Manchmal ist sich Luise nicht sicher, ob sie sich die ganze Geschichte nur eingebildet oder ausgedacht hat, ob es überhaupt eine Person namens Cho gab. Ob sie diese Person überhaupt gekannt hat. Ob sie Cho jemals begegnet war. Ihr ist bisweilen nicht einmal klar, ob sie je in Shanghai war. Ob sie sich dort in Cho verliebt hat. Und er sich in sie. Aber ganz unabhängig davon, ob es diese Begebenheit gegeben hat, weiß sie, dass die Sache massiven Einfluss auf ihr Leben hatte. In ihrer Erinnerung ist sie 1943 als junges Mädchen, kaum zwanzig Jahre alt, mit ihren Eltern nach China gekommen, die dort als geduldete Missionare wirkten. Dass sie rasch Mandarin gelernt hat und auf die katholische Mädchenoberschule gegangen ist, obwohl Vater und Mutter Baptisten waren.
Es gibt keine Beweise dafür. Oder ehemals existierende Beweise sind verlorengegangen. Kein einziges Foto zeigt sie mit den Eltern in Shanghai oder irgendwo sonst in China. Briefe von oder nach Shanghai liegen nicht vor. Nicht einmal eine Postkarte mit einer chinesischen Briefmarke. Und Menschen, die über die damalige Zeit Auskunft geben könnten, kennt Luise nicht. Alle älteren oder gleichaltrigen Verwandten sind längst tot. Sie ist die einzige Überlebende.
Vor wenigen Monaten hat sie die ganze Wohnung durchwühlt, den Keller und den Abstellraum, den sie zuvor mehrere Jahre nicht geöffnet hat. Irgendeinen Gegenstand müsste es doch geben, dachte sie, der mit Cho zu tun hat. Bei drei, vier Dingen kamen ihr schwache Erinnerungen an die Jugendzeit. Mehr nicht. Vor allem hat sie gehofft, ein Tagebuch aus jenen Jahren zu finden, denn sie wusste genau, dass sie damals geheime Aufzeichnungen gemacht hatte. Wie seit ihrem zwölften Lebensjahr und bis zu dem Tag, an dem sie neunzig geworden ist. Luise vermutet, dass Cho die Liebe ihres Lebens war. Immerhin hat sie nach ihm nie wieder einen Mann geliebt. Nie hat sie sich je verliebt. Und geschlafen hat sie mit keinem Kerl, auch wenn es genügend Burschen gab, die ihr nachstellten. Noch als sie ungefähr fünfundsiebzig war, kamen Herren, die um sie warben. Aber sie ließ jeden abblitzen. Dass sie jedoch keine Jungfrau mehr war, hatte eine Gynäkologin lange vor ihren Wechseljahren zweifelsfrei festgestellt.
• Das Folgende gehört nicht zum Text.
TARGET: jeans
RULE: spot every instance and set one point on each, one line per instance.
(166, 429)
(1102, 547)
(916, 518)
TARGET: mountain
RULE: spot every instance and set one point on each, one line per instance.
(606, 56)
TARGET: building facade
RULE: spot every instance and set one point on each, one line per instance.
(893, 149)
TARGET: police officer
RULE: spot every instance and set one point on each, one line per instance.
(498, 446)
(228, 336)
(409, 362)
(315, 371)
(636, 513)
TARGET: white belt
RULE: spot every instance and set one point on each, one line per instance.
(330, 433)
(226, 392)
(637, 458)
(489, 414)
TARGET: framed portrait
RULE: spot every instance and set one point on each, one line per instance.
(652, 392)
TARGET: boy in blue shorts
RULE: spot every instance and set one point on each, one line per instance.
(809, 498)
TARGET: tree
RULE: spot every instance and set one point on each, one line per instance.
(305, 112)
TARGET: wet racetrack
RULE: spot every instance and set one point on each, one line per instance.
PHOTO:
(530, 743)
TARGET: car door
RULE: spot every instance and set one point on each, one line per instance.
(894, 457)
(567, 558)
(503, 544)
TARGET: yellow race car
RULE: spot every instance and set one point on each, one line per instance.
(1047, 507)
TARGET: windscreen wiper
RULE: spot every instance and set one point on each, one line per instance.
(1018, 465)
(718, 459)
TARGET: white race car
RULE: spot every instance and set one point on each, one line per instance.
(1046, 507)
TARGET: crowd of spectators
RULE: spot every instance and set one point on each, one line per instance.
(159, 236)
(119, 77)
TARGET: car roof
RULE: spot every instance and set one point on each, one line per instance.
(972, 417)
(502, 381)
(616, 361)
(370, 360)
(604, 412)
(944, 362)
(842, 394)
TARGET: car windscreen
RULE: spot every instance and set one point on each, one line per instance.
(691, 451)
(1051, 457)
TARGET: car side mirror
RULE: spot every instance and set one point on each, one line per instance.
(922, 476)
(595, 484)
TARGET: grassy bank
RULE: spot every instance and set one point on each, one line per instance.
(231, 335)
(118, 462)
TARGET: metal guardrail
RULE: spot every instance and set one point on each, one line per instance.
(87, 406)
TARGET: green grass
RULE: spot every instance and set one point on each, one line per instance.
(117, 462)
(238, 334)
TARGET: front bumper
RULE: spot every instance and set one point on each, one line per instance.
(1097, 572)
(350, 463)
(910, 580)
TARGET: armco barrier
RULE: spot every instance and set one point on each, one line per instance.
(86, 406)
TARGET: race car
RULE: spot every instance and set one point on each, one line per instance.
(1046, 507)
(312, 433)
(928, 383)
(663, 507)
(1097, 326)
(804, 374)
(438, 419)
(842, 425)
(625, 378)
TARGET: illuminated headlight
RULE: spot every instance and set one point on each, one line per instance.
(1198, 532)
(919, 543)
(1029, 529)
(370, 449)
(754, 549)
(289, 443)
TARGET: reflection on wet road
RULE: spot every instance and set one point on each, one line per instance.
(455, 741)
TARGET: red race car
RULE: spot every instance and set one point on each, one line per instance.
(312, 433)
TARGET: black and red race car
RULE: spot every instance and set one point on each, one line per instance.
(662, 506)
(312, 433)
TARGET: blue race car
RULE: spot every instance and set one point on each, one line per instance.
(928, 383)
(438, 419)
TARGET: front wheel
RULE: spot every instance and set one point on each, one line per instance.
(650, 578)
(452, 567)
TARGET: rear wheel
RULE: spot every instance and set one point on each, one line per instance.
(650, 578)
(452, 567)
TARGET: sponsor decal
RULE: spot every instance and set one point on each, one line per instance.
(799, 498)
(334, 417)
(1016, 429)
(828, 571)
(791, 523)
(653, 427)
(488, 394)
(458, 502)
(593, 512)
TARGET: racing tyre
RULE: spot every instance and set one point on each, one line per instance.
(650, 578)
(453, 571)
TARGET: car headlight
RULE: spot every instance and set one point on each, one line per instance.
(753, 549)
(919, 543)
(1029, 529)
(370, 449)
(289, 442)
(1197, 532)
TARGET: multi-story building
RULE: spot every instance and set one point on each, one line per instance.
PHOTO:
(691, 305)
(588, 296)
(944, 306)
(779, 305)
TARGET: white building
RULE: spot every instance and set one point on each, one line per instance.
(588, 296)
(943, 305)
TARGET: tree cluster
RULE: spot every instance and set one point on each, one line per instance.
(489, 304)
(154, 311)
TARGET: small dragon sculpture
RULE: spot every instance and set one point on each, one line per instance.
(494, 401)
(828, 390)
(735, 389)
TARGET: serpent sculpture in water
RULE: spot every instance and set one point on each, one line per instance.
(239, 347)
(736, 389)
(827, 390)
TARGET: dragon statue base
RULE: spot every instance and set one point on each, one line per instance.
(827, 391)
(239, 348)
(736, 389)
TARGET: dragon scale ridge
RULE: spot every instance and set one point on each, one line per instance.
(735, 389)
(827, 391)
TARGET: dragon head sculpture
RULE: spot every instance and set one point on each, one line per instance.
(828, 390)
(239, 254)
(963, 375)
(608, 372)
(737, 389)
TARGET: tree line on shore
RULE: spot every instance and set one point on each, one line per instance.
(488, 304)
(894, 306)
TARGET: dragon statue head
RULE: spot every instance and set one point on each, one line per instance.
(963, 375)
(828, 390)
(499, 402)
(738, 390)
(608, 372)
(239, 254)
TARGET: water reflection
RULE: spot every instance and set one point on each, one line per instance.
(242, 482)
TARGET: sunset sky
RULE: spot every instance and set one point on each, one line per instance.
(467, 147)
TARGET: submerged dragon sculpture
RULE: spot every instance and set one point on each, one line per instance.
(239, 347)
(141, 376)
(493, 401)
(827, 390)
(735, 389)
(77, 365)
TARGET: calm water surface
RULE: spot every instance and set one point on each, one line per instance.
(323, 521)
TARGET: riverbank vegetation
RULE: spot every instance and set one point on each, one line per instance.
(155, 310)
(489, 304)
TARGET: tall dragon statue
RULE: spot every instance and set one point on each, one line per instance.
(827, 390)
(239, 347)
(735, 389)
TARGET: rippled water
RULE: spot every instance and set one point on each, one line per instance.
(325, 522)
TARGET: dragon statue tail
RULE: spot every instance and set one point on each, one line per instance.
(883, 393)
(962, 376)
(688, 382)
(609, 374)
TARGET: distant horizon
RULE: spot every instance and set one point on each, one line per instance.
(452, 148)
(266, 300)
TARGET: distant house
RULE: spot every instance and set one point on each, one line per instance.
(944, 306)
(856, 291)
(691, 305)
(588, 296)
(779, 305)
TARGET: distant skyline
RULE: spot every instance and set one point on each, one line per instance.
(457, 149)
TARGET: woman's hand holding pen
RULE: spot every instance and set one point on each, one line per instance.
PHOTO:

Ihr belegbares Leben setzt etwa 1959 ein. Sie besitzt ein Tagebuch aus dieser Zeit, in das sie auch Fotos und Zeitungsausschnitte geklebt hat. Da ist sie Mitte Dreißig und Lehrerin für Musik und Handarbeit am St.-Ursula-Gymnasium. Einer der ersten Einträge dreht sich um die Prozedur des Konvertierens zum Katholizismus. Die Oberin hat sie eingestellt, obwohl sie Protestantin ist, aber ihr nahegelegt, zum rechten Glauben überzutreten. Da Luise nicht religiös dachte und fühlte, fiel ihr es leicht, eine andere Konfession anzunehmen. Es gibt im Tagebuch ein winziges unscharfes Foto von dem Moment, in dem sie zum ersten Mal die heilige Kommunion empfangen hat. Ein größeres Bild zeigt sie mit dem gesamten Kollegium auf dem Schulhof, ein klassisches Gruppenfoto, die Mehrzahl der Lehrerinnen sind Nonnen. Dann der Zeitungsausschnitt mit einer Konzertkritik. Ihr Professor, der großes Banzas, der Doyen der modernen, kirchlichen Orgelmusik, hatte im Dom gespielt. Immer wieder Fotos von ihr mit Schülerinnen verschiedenen Alters an unterschiedlichen Orten in jeweils anderen Jahreszeiten. Luise lächelt nie auf diesen Bildern, sondern trägt meist einen eher distanzierten Blick. Männer kommen nicht vor.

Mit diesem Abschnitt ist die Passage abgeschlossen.